1) What is the effect of having a separate batch_iterator_train and batch_iterator_test? I imagined that 50,000 records are sampled from the training set and given the eval_size that 50% of them would be for training and 50% would be used for validation in the progress print out. So, I am not sure the effect of the batch_iterator_test.

2) For the custom score, is y_true and y_predict training or validation? Can you access and print both?

3) For the custom score I printed out the shape of y_true and 1 epoch is below. Why is the function called 4 times instead of just once? Is the resulting 'kappa' printed below the average of the 4 mini-batches?

(5000, 1)
(5000, 1)
(5000, 1)
(4893, 1)
  epoch    train loss    valid loss    train/val     kappa  dur
-------  ------------  ------------  -----------  --------  -----
      1      39.74356      28.53488      1.39281  -0.01199  5.53s
dnouri commented 8 years ago

1) What is the effect of having a separate batch_iterator_train and batch_iterator_test?
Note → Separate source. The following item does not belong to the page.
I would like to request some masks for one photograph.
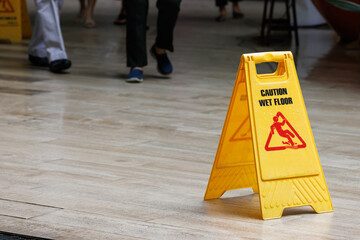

I usually do data augmentation the training examples only, thus only in batch_iterator_train.

2) For the custom score, is y_true and y_predict training or validation? Can you access and print both?

You can only access the validation examples, which is what you're passed.

3) For the custom score I printed out the shape of y_true and 1 epoch is below. Why is the function called 4 times instead of just once? Is the resulting 'kappa' printed below the average of the 4 mini-batches?

Yes it's the average. Your function is called once per batch. And thus you'll get matrices of size 5000 passed into your function.

BrianMiner commented 8 years ago

Thank you! In regards to Question #1 I think I am still a bit confused.

If I change the code to (note I comment out test) :

batch_iterator_train=BatchIterator(batch_size=10000),

batch_iterator_test=BatchIterator(batch_size=5000),

train_split=TrainSplit(eval_size=0.5),

It appears that the validation size becomes the default of 128. Is TrainSplit(eval_size=0.5) just ignored and doesn't have function?

If I do this:

batch_iterator_train=BatchIterator(batch_size=10000), batch_iterator_test=BatchIterator(batch_size=9000),

does this mean that of the 10,000 records per mini match that 9,000 are used for validation and only 1,000 for training?

dnouri commented 8 years ago

It appears that the validation size becomes the default of 128. Is TrainSplit(eval_size=0.5) just ignored and doesn't have function?

Ah, I think you're confusing batch size with train/validation split. The batch size is the number of examples used in each iteration of gradient descent. It has nothing to do with the size of the train or validation set overall.